The South Korean romantic drama "The Beauty Inside" has both an intriguing back story and a fantastical plot. Based on a series of early American shorts from 2012, in which a man goes to sleep and wakes up every day in a new body, it’s an often charming, magical-realist illustration of the old maxim that beauty is only skin deep.

But it could have been so much more.

"THE BEAUTY INSIDE"
Not rated
***
Opens Friday at Pearlridge West

Woo-Jin (played by 21 actors over the course of the movie) has grown used to his condition, which he has been afflicted with since turning 18. He lives his life in solitary as a furniture designer, dealing only with his customers online. Only his childhood best friend (Lee Dong-hwi) and mother know his secret that one day he might be an elderly man and the next a young boy, a woman, or even a non-Korean "foreigner."

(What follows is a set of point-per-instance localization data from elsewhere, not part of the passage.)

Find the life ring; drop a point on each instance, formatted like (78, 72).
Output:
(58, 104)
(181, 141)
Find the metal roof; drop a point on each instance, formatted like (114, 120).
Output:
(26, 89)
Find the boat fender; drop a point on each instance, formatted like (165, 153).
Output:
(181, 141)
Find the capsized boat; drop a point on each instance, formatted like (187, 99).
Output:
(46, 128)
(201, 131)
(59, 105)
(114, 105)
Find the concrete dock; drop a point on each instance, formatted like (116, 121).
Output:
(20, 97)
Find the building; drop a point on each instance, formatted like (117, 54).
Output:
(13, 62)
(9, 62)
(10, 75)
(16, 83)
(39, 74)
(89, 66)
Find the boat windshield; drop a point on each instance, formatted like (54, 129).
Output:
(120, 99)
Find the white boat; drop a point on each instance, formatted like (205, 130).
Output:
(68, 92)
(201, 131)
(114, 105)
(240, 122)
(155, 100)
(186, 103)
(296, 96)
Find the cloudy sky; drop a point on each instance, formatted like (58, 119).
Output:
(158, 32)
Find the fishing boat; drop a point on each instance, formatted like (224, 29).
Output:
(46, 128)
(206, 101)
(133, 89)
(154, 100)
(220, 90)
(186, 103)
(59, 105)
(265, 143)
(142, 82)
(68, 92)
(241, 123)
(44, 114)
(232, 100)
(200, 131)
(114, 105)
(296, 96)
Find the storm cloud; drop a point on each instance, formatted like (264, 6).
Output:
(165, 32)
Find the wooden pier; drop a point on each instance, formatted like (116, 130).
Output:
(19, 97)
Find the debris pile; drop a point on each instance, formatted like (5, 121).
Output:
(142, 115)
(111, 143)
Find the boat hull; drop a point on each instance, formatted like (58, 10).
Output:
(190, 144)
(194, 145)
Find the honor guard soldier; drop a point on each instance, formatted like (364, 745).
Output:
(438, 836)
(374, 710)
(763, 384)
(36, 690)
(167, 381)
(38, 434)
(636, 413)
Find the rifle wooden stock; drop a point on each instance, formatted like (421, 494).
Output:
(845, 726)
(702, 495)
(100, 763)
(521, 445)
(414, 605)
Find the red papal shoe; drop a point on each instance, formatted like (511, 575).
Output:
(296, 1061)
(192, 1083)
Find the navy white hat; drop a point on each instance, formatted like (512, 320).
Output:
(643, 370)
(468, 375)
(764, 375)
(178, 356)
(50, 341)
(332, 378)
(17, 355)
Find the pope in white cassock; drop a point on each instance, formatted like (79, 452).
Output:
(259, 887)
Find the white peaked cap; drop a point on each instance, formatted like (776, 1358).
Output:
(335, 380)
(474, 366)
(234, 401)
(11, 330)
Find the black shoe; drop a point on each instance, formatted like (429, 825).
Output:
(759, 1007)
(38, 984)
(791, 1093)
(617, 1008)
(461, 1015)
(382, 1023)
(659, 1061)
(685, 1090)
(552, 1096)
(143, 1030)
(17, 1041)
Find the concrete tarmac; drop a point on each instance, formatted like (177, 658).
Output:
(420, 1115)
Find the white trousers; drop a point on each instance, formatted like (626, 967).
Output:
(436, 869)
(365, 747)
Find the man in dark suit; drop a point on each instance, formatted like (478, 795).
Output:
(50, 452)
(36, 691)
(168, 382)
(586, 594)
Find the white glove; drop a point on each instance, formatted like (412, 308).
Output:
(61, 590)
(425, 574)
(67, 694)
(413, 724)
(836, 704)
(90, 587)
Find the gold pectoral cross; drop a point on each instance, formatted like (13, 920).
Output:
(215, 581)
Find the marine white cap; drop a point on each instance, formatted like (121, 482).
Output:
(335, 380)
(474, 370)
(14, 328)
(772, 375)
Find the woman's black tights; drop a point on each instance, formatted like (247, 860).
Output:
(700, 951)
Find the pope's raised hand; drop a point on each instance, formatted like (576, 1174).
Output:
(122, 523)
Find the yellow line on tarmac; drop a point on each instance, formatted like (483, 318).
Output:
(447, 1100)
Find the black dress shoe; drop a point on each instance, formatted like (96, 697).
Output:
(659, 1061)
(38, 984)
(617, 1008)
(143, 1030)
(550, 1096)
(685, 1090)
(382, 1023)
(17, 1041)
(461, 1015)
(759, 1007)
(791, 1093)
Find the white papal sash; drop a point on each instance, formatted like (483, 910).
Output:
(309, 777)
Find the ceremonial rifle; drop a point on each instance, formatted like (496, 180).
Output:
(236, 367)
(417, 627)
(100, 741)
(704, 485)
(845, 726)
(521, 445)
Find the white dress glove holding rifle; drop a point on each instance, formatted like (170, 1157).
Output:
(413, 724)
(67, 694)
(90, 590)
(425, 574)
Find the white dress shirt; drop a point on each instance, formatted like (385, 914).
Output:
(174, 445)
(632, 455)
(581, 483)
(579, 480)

But then he meets E-Soo (Hyo-ju Han), a furniture retailer he falls madly in love with from afar. When he wakes up as a handsome 20-something man (Park Seo-jun), he decides to ask her out. Sparks fly and he manages to keep himself awake for three days so he can keep seeing her. Of course, he ends up nodding off — and he wakes up as a pudgy, older man. Does he then just disappear from her life or tell her the awful truth?

That question might have had more resonance had not so many of the bodies Woo-Jin morphs into just happen to be good-looking Korean guys. It would have been a much more compelling dilemma for both Woo-Jin and E-Soo, and perhaps a more critical look at Korean standards of beauty, if there’d been a wider variation in his appearance — not just in terms of ethnicity and nationality but physical ability as well. It’s easier to deal with a shape-shifting affliction when there’s a good chance you’re going to be a cover model in the morning. (The cast includes some of South Korea’s most talked-about young stars.)

Still, "The Beauty Inside" has a whimsical appeal that nearly carries it through its too-long, two-hour running time. In this case, though, it’s what outside that matters.